Monday, 24 December 2007

Downwind run all the way forecast for Sydney Hobart

THE skipper and owner of British super-maxi City Index Leopard, Mike Slade, says this year's Sydney to Hobart yacht race will be his boat's only shot at the race honours. Slade said the cost of mounting a Hobart campaign - upwards of £300,000 ($700,000) - and the desire to quickly establish the pedigree of his new 45-tonne boat, which has already won the prestigious Fastnet race in record time, meant that this year's race fell in the "slot of time when it is the yacht to beat".

"I want it [Hobart victory] badly, it cost a lot of money, a lot of effort and a lot of time," Slade said.

But the weather forecast is conspiring against Slade and his heavier boat, and strongly favouring the lighter super-maxi rivals, two-time winner Wild Oats XI, Skandia and the reconfigured Volvo 70 boat, Ichi Ban.
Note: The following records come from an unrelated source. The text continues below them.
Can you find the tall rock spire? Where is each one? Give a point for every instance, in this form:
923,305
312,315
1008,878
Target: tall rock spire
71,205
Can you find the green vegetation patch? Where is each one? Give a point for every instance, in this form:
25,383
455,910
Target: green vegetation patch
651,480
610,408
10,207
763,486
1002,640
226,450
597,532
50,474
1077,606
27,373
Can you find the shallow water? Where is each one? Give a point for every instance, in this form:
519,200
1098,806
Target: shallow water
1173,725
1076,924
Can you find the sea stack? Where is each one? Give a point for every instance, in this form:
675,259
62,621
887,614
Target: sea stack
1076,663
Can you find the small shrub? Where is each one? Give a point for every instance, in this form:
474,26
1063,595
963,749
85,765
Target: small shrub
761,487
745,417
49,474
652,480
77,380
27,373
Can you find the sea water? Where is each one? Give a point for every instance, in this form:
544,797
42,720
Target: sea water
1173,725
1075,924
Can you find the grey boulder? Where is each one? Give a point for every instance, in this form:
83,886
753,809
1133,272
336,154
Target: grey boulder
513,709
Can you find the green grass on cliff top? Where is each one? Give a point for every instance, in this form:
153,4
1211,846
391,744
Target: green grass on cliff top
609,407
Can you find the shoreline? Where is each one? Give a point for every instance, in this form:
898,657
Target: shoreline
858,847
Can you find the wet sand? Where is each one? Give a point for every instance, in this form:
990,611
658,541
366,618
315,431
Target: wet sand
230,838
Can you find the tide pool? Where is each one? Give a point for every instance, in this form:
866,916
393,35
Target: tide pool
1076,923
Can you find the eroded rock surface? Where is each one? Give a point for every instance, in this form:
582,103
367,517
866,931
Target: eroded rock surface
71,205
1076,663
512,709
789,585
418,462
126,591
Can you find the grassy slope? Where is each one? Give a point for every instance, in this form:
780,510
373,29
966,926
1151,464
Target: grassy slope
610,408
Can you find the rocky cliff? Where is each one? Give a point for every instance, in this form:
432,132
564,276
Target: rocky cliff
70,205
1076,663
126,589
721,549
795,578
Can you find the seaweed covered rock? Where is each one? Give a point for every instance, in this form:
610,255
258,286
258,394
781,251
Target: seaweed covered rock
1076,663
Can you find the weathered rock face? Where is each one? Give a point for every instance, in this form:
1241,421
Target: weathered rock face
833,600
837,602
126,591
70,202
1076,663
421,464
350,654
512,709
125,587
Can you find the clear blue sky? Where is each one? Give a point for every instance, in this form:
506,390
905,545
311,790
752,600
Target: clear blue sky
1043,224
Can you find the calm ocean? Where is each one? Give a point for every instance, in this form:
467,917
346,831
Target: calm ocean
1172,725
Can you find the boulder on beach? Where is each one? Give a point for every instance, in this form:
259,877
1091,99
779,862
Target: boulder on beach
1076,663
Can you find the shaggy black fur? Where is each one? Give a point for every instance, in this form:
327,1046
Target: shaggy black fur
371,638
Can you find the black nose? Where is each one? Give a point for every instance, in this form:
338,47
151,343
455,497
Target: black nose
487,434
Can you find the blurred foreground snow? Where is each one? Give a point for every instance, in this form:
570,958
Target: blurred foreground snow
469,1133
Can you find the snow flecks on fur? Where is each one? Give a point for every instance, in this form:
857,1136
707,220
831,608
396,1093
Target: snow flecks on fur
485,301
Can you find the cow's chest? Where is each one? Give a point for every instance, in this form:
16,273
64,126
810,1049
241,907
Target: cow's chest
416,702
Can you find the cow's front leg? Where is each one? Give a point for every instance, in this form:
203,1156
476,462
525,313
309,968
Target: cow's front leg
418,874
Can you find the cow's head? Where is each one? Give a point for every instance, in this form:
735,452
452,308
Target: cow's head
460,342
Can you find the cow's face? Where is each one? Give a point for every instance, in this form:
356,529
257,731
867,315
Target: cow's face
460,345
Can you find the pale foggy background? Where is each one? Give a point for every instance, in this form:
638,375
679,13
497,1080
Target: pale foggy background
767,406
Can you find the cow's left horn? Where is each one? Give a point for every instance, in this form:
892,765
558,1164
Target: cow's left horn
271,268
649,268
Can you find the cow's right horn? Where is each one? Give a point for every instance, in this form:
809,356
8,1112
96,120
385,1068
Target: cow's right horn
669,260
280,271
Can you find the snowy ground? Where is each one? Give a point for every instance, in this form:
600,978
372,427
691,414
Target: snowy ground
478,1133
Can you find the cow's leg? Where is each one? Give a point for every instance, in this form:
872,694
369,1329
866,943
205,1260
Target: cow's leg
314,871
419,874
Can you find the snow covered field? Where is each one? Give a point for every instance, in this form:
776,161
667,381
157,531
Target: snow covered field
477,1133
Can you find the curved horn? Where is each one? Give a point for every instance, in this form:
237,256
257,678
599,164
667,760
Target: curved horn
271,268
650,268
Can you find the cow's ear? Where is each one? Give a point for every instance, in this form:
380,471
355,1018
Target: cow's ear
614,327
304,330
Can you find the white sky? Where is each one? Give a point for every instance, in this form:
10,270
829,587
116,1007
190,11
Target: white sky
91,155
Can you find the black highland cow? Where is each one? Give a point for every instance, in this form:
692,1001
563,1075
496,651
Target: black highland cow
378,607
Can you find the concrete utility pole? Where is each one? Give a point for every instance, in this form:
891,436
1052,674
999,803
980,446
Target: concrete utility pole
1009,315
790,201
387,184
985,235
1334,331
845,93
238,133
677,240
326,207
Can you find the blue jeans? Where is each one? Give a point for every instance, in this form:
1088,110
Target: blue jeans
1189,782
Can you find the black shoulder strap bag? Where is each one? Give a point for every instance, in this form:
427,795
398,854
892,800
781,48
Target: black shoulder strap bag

Slade said the long range forecast of north-easterly winds of between 20 and 30 knots would mean all four boats would break the race record of one day, 18 hours, 40 minutes and 10 seconds set by Wild Oats XI in 2005. In those spinnaker-flying conditions, his boat would lag.
"It is horrible," he said of the forecast, which will be updated on Friday morning.

"We should buy an ice-cream and forget the whole thing. What we want is a sou'-easterly in more than 12 knots the whole way there, and I am sure that at some stage we will get them."

Wild Oats XI skipper Mark Richards(with line honours trophy above) said the forecast was "too good to be true", so much so his boat could even figure in overall handicap contention despite its very high handicap rating.

"We have got some big furling, reaching headsails, and a mainsail of 900 square metres so we could still be in there on handicap if the winds are right, but if it is upwind like last year, we will have no hope in hell," Richards said.

Slade said a Wild Oats XI victory would be exceptional because the Bob Oatley-owned boat would have beaten the newer and latest design boats. He said the advancements in technology were so rapid a boat usually only had an 18-month window before a newer, faster boat was launched.

"It is unusual for one boat to dominate repeatedly at this level, and to win three times is pretty exceptional - the reason is new boats are designed and the technology moves on," Slade said.

"Wild Oats XI is a narrower boat but now, after the Volvo 70's the [latest] design is wider, with a chine [more of a square shape] and the deeper canting keels. Already in New Zealand there is a boat being built that will probably be quicker than us."

Wild Oats XI is at $1.55 for line honours with Leopard at $3 with TAB Sportsbet. But Slade said he got $8 on Leopard back in England and forecast the odds for his boat would shorten further if the weather forecast changed.